Die Revision der Klägerin gegen das Urteil des Landessozialgerichts Baden-Württemberg vom 18. Mai 1988 wird zurückgewiesen.

Außergerichtliche Kosten des Revisionsverfahrens sind nicht zu erstatten.

 

Tatbestand

Streitig sind Forderungen der Klägerin wegen abgerechneter, aber nicht erbrachter Leistungen eines früheren Mitglieds der Beklagten, wegen Gutachterkosten und wegen Kürzungen aufgrund unwirtschaftlicher Behandlungsweise.

Der französische Staatsangehörige O. (O.) war bis 1977 im Bereich der Beklagten als Kassenzahnarzt zugelassen.

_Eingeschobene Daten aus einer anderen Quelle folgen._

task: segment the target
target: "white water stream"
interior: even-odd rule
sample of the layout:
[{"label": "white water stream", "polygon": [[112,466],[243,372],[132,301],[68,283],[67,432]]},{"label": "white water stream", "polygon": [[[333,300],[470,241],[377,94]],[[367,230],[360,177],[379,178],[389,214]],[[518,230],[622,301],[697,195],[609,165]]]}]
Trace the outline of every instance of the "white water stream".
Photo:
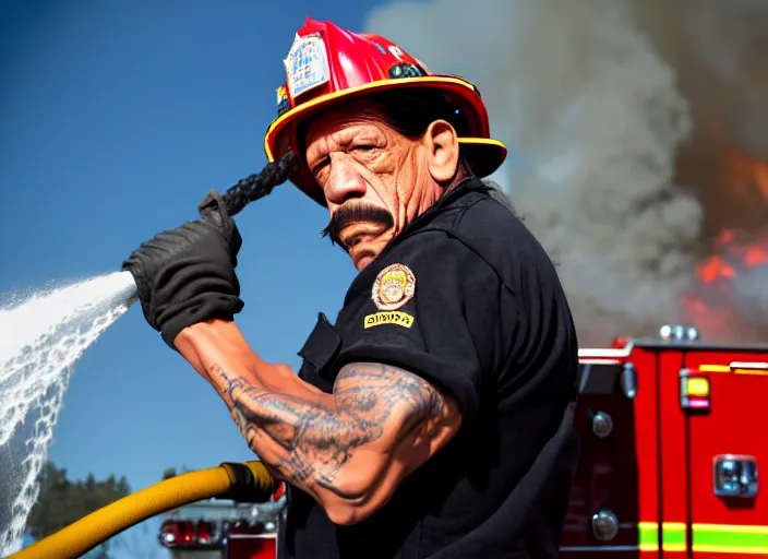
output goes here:
[{"label": "white water stream", "polygon": [[[13,435],[27,419],[22,469],[11,480],[15,495],[11,521],[0,525],[0,557],[21,549],[26,521],[38,495],[37,476],[46,461],[72,365],[135,301],[128,272],[33,293],[0,308],[0,456],[10,456]],[[15,452],[14,452],[15,454]]]}]

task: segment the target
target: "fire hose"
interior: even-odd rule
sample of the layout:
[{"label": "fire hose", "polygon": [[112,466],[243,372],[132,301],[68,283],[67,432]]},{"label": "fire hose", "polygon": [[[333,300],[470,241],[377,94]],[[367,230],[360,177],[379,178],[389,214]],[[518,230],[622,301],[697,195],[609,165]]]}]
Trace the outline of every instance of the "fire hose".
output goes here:
[{"label": "fire hose", "polygon": [[179,507],[211,498],[265,502],[276,489],[261,462],[225,462],[123,497],[7,559],[76,559],[131,526]]},{"label": "fire hose", "polygon": [[[230,216],[237,214],[248,203],[266,197],[274,187],[285,181],[287,173],[281,173],[283,178],[274,180],[280,166],[293,170],[298,159],[289,152],[281,160],[268,163],[261,174],[252,175],[228,189],[221,197],[227,213]],[[269,176],[273,180],[260,180]],[[136,299],[135,284],[130,273],[124,274],[130,278],[132,293],[128,299],[132,304]],[[265,502],[276,489],[272,476],[257,461],[223,463],[217,467],[189,472],[103,507],[7,559],[76,559],[131,526],[179,507],[211,498]]]}]

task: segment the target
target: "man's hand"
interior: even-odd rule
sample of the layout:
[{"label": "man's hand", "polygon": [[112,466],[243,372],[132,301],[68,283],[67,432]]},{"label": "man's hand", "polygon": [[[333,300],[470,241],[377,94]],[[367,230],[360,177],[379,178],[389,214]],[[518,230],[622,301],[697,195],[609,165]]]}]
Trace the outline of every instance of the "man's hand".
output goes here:
[{"label": "man's hand", "polygon": [[235,273],[240,233],[218,192],[200,211],[201,219],[158,234],[122,264],[136,282],[144,318],[172,348],[184,328],[232,320],[243,307]]}]

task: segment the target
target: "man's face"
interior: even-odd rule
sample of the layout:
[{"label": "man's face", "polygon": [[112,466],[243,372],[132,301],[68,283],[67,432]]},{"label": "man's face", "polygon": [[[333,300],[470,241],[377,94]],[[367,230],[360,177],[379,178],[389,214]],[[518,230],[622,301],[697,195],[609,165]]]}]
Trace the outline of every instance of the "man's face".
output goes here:
[{"label": "man's face", "polygon": [[430,141],[396,132],[370,106],[322,115],[305,140],[307,164],[331,212],[329,234],[358,270],[440,195]]}]

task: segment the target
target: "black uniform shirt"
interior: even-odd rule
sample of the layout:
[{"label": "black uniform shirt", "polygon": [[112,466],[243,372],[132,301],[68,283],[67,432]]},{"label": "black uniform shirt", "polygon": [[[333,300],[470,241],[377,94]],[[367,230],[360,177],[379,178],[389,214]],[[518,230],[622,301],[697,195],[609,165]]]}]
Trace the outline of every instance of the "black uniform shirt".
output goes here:
[{"label": "black uniform shirt", "polygon": [[413,221],[324,316],[300,377],[332,392],[339,369],[382,362],[461,408],[456,437],[350,526],[291,488],[287,558],[556,557],[576,466],[577,342],[556,271],[499,195],[469,179]]}]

In den Jahren 1975 bis 1977 rechnete er nicht oder nicht vollständig erbrachte Prothetikleistungen in Höhe von DM 125.662,84 ab. Dieser Betrag wurde ihm ausgezahlt. Nach Bekanntwerden dieses Sachverhaltes verließ er im September 1977 die Bundesrepublik Deutschland mit unbekanntem Ziel, ohne verwertbares Vermögen zu hinterlassen.

Am 5. und 26. September 1977, 18. Oktober 1977 und 3. Januar 1978 machte die Klägerin gegenüber der Beklagten Schadensersatzansprüche in Höhe von DM 126.850,62 sowie zusätzlich die ihr durch Nachbegutachtungen entstandenen Kosten in Höhe von DM 5.704,40 geltend. Hierzu teilte die Beklagte der Klägerin am 3. März 1978 mit, der durch O. verursachte Schaden belaufe sich nach rechnerischer und sachlicher Prüfung ohne die Begutachtungskosten auf DM 125.662,84. Der Klägerin wurde aus dem restlichen Honorarguthaben des O. ein Teilbetrag in Höhe von DM 6.042,71 gutgeschrieben. Weiter trat die Beklagte 1978 der Klägerin die ihr gegen O. zustehenden Regreßansprüche in Höhe von DM 141.540,13 sowie im Jahre 1980 einen weiteren Anspruch von DM 9.851,32 nach § 24 Bundesmantelvertrag-Zahnärzte (BMV-Z) ab.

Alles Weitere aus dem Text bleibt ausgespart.